In a very pretty little village not many miles from N——, in Connecticut, lived Susan Meredith. She was the youngest of three sisters, the eldest of whom could not be more than twelve or thirteen years of age. A year or two before the period when our history of this little group commences, the mother had gone to her rest.
Weighed down with a sorrow too heavy to be borne, and of a nature too delicate to be confided to others, she sank under it while in the noon of life, and died commending her children to God. Susan—little Sue, as she was frequently called—young as she was, remembered a thousand incidents connected with the departed one, and seemed, so late as the time at which our story begins, to be never happier than when her mother was the theme of conversation.
There was something remarkable in this. One reason for it might have been, that the surviving parent of these sisters, though once a kind and affectionate father, was now so altered by habits of intemperance, that they found very little enjoyment in his society. But there was another reason. Little Sue was an unusually thoughtful, serious child, for one of her years. Was there not another reason, still? I do not know. I cannot tell what words God may whisper to the child that loves him; but this I know, that little Sue talked much of heaven, and seemed to have learned more of the language of heaven than men can teach.
One bright Saturday, in the early spring time, when there was no school, these sisters might have been seen winding their way through the woods, not far from the house where they lived, searching for the first wild flowers. Little Sue, the youngest, was very happy, but, as usual, more grave than the other sisters. By and by, wearied with their walk, they sat down under the shadow, of a tree, and talked a great while. At first, the conversation was about birds and flowers; but Sue soon gave a serious turn to it.

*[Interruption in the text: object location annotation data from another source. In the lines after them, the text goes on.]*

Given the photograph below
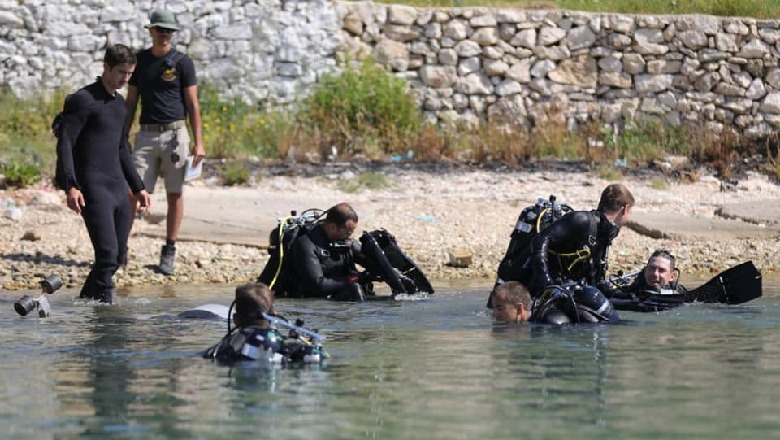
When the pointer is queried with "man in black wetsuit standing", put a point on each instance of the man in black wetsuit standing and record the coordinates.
(166, 83)
(94, 168)
(575, 248)
(324, 258)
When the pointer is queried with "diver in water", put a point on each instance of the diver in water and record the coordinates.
(567, 266)
(254, 338)
(575, 248)
(655, 288)
(511, 303)
(324, 259)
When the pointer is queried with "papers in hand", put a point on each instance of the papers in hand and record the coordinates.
(191, 172)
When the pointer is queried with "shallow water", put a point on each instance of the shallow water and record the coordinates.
(434, 369)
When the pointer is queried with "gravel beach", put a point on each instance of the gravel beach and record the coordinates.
(432, 214)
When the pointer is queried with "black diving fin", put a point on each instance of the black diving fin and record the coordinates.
(736, 285)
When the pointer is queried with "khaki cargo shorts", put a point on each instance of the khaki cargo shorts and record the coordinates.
(162, 154)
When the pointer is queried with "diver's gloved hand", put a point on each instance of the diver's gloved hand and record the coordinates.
(608, 289)
(554, 291)
(352, 292)
(361, 278)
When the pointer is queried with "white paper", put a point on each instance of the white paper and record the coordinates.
(191, 172)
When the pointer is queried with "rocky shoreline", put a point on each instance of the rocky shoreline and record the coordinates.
(433, 214)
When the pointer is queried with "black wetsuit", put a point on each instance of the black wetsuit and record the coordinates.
(253, 343)
(93, 156)
(250, 343)
(573, 248)
(161, 82)
(321, 268)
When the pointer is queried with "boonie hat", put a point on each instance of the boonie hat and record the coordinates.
(163, 19)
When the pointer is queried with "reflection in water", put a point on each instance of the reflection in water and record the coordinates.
(435, 369)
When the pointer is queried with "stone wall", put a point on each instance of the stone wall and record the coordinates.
(518, 64)
(261, 50)
(466, 64)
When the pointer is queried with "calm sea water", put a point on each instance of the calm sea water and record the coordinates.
(433, 369)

"I wonder," said she, "if dear mother has pretty flowers in heaven. I hope so—she loved them so well. Do you remember the little monthly rose she wanted we should bring into her room, just before she died? How happy she was, when one of us went and brought it to her bed. And she went to heaven so soon after that! Oh, I think there must be flowers up there in the sky, or she would not have thought of them and loved them so, when she was dying. Don't you think so?"
And she was silent. So were her sisters, awhile. Thoughts of heaven made them serious. They were sad, too. When the youngest—their darling Sue—conversed in this strain, a cloud always came over their sunny faces. They could scarcely tell why it was so; for they, too, loved to think of heaven. But the language of their sister seemed to them to belong to another world; and often, in the midst of their brightest hopes, would come the fear, like a thunderbolt, that God would crush that cherished flower, and remove her from their embrace while she was young.
"Sue," at length said Eliza, the eldest sister, "why do you always talk so much about heaven?"
"I don't know," was the reply; "perhaps, because I think a good deal about it. I dreamed last night"——
"Oh, I thought so," said Maria, playfully interrupting her sister; "I should think the little fairies were playing hide and seek all around your pillow every night. I wish they would whisper in my ears as they do in yours. Why, the naughty things hardly ever speak to me, and when they do, they tell a very different story from those they tell you. It is generally about falling down from a church steeple, or something of that kind. Well, what did they say to you this time, dear?"
"I never had such a dream before," said the favorite, her face glowing with a new, almost an unearthly radiance; "I mean I never had one just like it. When dear mother died, you remember I told you a dream about the angels. Last night I thought they came to me again, and I saw mother, too, so clearly!"